Can I feed my rabbits treats?

If you want to give your rabbits something special, or something exciting for them to forage for, then a tasty treat is perfect. We'd recommend using some rabbit-safe fresh veggies (remember to mix up which veg you use) as these are both tasty and healthy for our bunnies.

You can buy rabbit treats from pet shops, but do be aware that, just like the treats we give ourselves, these often have a lot of sugar in them. This can be bad for bunny teeth and digestion as well as their waistlines! Always try to feed your bunnies a natural treat as part of their everyday food allowance. Find out which veggies are rabbit-safe. Why not hide your bunnies’ favourite veg in a pile of hay for them to enjoy finding and digging out.

Obesity in rabbits

Rabbits need to stay active and eat a diet appropriate for them. Rabbits with the wrong diet can also lose weight, which can be just as dangerous.

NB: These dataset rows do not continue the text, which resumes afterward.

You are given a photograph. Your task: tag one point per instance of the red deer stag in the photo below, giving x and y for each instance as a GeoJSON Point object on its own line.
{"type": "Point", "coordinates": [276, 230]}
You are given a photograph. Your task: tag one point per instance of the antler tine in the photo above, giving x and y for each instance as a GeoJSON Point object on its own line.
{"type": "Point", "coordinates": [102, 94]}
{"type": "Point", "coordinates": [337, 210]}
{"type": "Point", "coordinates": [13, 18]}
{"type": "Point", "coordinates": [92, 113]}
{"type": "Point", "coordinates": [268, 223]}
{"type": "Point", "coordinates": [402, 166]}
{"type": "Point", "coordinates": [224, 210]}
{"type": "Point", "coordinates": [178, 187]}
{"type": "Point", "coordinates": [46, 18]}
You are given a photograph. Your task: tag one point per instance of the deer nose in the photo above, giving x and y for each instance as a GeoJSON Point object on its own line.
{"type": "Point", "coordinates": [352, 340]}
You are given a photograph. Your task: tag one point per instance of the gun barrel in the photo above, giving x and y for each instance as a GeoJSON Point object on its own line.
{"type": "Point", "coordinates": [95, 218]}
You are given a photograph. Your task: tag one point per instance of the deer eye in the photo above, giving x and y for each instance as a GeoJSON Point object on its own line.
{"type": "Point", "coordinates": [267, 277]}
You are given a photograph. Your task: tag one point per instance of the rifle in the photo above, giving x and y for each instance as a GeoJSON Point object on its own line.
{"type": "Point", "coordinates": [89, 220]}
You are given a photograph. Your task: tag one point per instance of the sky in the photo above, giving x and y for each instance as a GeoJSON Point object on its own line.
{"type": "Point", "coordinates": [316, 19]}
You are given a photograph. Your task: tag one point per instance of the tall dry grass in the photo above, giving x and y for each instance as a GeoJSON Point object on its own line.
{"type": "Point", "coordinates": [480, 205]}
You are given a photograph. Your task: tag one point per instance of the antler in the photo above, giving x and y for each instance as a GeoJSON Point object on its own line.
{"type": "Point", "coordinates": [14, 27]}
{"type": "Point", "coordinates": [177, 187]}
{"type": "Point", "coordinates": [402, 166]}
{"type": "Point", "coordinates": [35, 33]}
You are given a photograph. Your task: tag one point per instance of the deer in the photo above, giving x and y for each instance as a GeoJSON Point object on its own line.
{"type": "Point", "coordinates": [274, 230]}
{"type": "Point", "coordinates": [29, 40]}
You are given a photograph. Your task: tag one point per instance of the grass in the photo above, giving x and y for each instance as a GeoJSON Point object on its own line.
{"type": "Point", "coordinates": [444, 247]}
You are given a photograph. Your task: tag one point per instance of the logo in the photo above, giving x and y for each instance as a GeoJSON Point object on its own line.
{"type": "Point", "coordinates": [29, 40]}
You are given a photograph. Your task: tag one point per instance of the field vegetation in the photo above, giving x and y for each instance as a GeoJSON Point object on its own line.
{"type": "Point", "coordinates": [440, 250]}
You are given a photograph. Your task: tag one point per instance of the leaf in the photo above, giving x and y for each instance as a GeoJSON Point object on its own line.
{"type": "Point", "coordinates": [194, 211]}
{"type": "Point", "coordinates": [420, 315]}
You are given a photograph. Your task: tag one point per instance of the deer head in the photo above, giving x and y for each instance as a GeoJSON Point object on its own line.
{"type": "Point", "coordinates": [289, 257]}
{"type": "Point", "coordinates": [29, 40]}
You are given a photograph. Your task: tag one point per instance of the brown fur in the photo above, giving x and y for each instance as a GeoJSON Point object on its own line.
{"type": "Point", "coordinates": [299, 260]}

Pets that have a poor diet can put on weight and even become obese. This often leads to health problems in the long term and will have a big impact on your rabbits’ quality of life.

Download our rabbit body shape guide for tips on keeping your bunnies slim and healthy:

Changing your rabbits' diet

Three light brown rabbits all sharing the same piece of food

The diet recommended above may be different to the way you are feeding your rabbits at the moment. If so, you should change their food. But don’t change it suddenly, as this can upset their digestive system and stop them eating.

Adjust your rabbits’ diet slowly over at least two to four weeks. Feed a small amount of the new food on the first day, mixed into their normal food. Gradually increase how much of the new food you are feeding and reduce the old food day-by-day until your rabbits have adjusted to their new diet. Constant access to a large exercise run on grass will encourage rabbits to graze, while also letting them get the exercise they need.

If your rabbits have never eaten hay before, it can sometimes be a bit of a task to convince them to eat it, but it’s well worth it for your rabbits’ long term health. Offer it to them fresh every day and try different types of hay to tempt them. Ask your vet for advice if you’re struggling to get your rabbits to eat hay.

If you’re not sure how to change your rabbit's diet or what to feed them, ask your vet or vet nurse, they’ll be happy to help you.